ORANGE BEACH, AL (WLOX) - Welcome to Orange Beach, Alabama. A stretch of the coast known for its sugar white beaches, crystal blue water, and some of the best views in the country.
But there are warning flags waving in the breeze. Skyrocketing insurance costs could turn all of this beauty into something entirely different. City officials fear this could bring an end to further development.
This is an area of the Alabama Gulf Coast still trying to rebuild, still trying to recover from Hurricane Ivan more than five years ago. And insurance problems are the same here as they are in Mississippi.
The scars of Ivan can still be seen in Orange Beach. There is some construction going on, but not much.
Allen Johnson is a realtor, and has seen the change since Ivan roared ashore, leaving for sale signs everywhere.
"There's very little competition and very few choices," Johnson said. "The few choices that we did have at one time, many companies have chosen to pull out and cancel policies or have made the renewals and premiums so exorbitant that it's not cost effective to pursue them."
So just how high are the costs? In 2002, Alabama residents paid 10 percent less for insurance than the national average. By 2006, that number was up to 11 above the national average.
Vince Burchfield owns a home in Orange Beach. While he tidied up his front yard with a rake, he shared his insurance frustrations.
"Two years later they informed me my rates went from $2400 a year to $6300 a year, and I just told them I wasn't going to renew," Burchfield said. "I went to a broker here in Orange Beach and we found a policy with Lloyd's of London for about $4000."
Larry Harless retired in Orange Beach.
"I'm on a set income and wasn't expecting this," Harless said. "When I first came here it was sort of high, but not compared to the way it is now. It's just gone out of sight."
Tony Kennon is the Mayor of Orange Beach. He spends many hours on the phone talking with citizens about their insurance woes, but there is little he can do. He places the blame at the state capitol.
"The difficulty is that in Montgomery," Kennon said. "We're dealing with politics and politics is making it difficult for something to happen that's, in my opinion, fair to those of us who live down here on the coast."
At the Orange Beach Senior Center, Emily Bell meets with about a hundred friends every week to play Bridge. While the seniors shuffle cards, hoping for a winning hand, many also have to shuffle their finances to makes ends meet.
"I have to really cut back everything, in general, because I have to have that," Bell said of her insurance.
So how much is Bell having to pay every year? The number may shock you.

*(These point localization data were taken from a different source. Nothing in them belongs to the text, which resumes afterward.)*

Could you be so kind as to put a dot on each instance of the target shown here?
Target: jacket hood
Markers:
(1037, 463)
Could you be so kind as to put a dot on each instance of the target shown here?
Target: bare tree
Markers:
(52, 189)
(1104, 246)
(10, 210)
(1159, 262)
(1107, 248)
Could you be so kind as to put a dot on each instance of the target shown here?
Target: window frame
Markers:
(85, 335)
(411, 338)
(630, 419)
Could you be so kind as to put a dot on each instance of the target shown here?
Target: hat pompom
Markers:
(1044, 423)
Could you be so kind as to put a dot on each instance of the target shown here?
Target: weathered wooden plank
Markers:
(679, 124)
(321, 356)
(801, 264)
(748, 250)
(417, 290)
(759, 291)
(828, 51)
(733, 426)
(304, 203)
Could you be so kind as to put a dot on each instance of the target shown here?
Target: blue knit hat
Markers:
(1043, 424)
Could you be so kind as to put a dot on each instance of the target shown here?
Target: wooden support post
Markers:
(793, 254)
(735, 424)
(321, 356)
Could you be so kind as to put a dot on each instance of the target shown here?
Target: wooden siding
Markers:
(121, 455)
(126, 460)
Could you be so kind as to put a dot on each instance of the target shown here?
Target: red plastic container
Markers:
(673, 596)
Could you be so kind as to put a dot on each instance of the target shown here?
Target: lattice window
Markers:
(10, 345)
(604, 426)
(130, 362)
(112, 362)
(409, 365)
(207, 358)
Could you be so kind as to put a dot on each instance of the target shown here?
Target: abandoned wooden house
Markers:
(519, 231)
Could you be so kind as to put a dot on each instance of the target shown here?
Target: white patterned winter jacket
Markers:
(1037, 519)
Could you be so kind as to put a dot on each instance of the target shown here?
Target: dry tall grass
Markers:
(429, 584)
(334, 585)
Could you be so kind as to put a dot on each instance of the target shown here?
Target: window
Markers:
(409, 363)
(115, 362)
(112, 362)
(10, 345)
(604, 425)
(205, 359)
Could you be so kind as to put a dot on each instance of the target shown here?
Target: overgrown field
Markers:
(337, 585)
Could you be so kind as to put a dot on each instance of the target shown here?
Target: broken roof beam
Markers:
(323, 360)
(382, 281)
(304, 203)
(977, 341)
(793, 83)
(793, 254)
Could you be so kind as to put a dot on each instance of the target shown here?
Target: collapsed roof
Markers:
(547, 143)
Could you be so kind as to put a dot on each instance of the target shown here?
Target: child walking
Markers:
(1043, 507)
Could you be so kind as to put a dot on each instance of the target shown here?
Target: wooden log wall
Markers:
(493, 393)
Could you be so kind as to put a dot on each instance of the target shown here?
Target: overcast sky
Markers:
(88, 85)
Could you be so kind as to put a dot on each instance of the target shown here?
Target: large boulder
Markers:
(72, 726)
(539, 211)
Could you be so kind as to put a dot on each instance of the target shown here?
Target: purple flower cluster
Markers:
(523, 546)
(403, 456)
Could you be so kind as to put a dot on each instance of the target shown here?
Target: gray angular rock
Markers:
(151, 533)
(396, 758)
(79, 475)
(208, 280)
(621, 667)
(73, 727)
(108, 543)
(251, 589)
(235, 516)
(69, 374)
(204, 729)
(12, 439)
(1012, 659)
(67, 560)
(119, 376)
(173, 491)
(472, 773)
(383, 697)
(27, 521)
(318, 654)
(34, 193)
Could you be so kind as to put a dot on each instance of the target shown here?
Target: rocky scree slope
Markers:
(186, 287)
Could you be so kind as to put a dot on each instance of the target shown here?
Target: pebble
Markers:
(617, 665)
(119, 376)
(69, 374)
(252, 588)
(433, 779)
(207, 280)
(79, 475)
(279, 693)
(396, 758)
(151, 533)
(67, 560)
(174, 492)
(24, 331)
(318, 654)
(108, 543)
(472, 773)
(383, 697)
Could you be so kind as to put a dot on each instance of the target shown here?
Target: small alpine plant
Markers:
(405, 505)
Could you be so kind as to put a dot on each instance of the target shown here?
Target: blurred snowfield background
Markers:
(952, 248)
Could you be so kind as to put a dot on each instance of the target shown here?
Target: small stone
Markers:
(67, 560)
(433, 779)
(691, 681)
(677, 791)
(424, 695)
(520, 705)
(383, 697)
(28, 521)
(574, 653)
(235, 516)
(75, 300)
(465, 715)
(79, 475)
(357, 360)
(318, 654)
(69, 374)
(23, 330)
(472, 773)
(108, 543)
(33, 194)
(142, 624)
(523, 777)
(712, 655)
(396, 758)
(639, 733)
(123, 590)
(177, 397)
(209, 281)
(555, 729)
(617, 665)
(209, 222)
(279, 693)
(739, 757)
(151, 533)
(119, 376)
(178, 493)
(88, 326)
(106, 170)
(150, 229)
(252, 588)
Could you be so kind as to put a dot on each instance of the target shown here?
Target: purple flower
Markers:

"It's gone up from about $2000 a year to $7000 a year," Bell said. "I'm a single widow living alone on the inside of an island."
The state insurance commissioner is frustrated, but feels he may have an answer. There is strength in numbers, according to Jim Ridling.
"I don't think there's any one state, save maybe Georgia, that can afford to do a state sponsored insurance program on their own," Ridling said. "If we're going to go down that route, we're going to need to have more than one state. We're going to need to have a consortium of states or some federal program that everyone understands the coastline is worth doing this, and it's going to cost a lot of money."
But where that money will come from is anyone's guess, according to Mayor Kennon.
"It's a very difficult situation. It creates difficulties for us economically, hardships for individuals especially fixed income residents," Kennon said.